The losses were particularly steep among those under 30, the rising Millennial generation. Support for the GOP among college graduates fell by about 10 percentage points. Surveys of voters as they left polling places also showed a significant decline among Hispanics, the nation's fastest-growing ethnic group.

Republicans maintained support among seniors, conservatives and frequent churchgoers.

To win elections, Gillespie says, the party needs to make more inroads among the rapidly expanding parts of the population. "I was not a math major, but I know that getting an increasing share of a decreasing percentage of the overall vote is not a good thing," he says. "That's what we're doing now."

"The world has changed, and they cannot be staying in the same place where they've been for the last 200 years," says Erika Quinteros, 63, an independent from suburban Philadelphia who was called in the survey. The retired doctor sometimes votes for Republicans — she liked former Pennsylvania governor Tom Ridge— but says the current GOP seems "too radical" for her.

In the poll, 34% had a favorable impression of the Republican Party, matching the lowest level in more than a decade. In comparison, 53% had a favorable impression of the Democratic Party.

Dissatisfaction with the GOP extends to within its own ranks. Among Republicans, 33% had an unfavorable impression of their own party. In contrast, 4% of Democrats had an unfavorable impression of their party.

The GOP's electoral setbacks, policy divisions and image problems make it harder for the party to influence the national debate.

"It's as if the Republican Party is in a time-out chair," says Charlie Cook, editor and publisher of the non-partisan Cook Political Report. "Nobody's really listening to them. Nobody's caring what they think. The question is when they're asked to rejoin the class, are they going to have something new or different to say?"

"I don't think people know what they stand for," says Troy Collett, 39, a Republican from Shelbyville, Ind., who was surveyed. In the 2008 election, he says, "all they knew was there was a war in Iraq that most people disagreed with, and spending was out of control, and gas prices were high."

A GOP 'wilderness'

Asked by Gallup "what comes to mind when you think of the Republican Party," 25% said "unfavorable" and another 1 in 4 offered negative assessments including "no direction," "close-minded" and "poor economic conditions." Sixteen percent said "conservative" and 7% "favorable."

For the Democratic Party, the most dominant impression was "liberal," mentioned by 15%. One in 3 used positive phrases such as "for the people" and "socially conscious." The most prevalent negative judgments saw the Democrats as "big spending" (8%) and "self-centered" (4%).

The survey of 1,015 adults, taken by land line and cellphone May 29-31, has a margin of error of +/– 3 percentage points.

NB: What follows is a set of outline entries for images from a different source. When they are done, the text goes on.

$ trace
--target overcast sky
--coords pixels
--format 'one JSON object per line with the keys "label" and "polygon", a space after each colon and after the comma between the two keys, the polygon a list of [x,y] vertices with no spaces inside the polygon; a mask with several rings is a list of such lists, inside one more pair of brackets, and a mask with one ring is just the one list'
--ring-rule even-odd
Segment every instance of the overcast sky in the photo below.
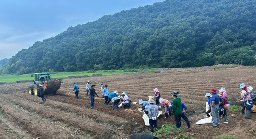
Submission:
{"label": "overcast sky", "polygon": [[69,26],[164,0],[0,0],[0,60]]}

Like the Democrats or not, there was a broad consensus about who speaks for the party. Obama was named by 58%. He was followed by 11% who cited House Speaker Nancy Pelosi and 3% who cited Secretary of State Hillary Rodham Clinton. Twenty-one percent couldn't come up with a name.

And Obama's popularity — 67% had a favorable opinion of him — is boosting his party. Even the 14-year-old daughter of Rollins, the Republican strategist, has put up posters of the president in her bedroom.

Some analysts say a stumble by the president and the Democrat-controlled Congress would give Republicans their best opportunity to recover.

"Republicans are counting on the Obama administration to disintegrate, to disappoint, very rapidly and very spectacularly, and a big popular movement of unhappiness with the administration to coalesce," says David Frum, a speechwriter in the Bush White House.

Frum, who says the party hasn't yet come to terms with its problems, has launched a website called to encourage a debate.

"There's a lot of time and nothing wrong with the Republican Party that health care reform or the cap-and-trade (energy plan) or something like that blowing up wouldn't help fix," Cook says.

At the moment, though, "Republicans are going through a wilderness period, and it may take a while to come out of it."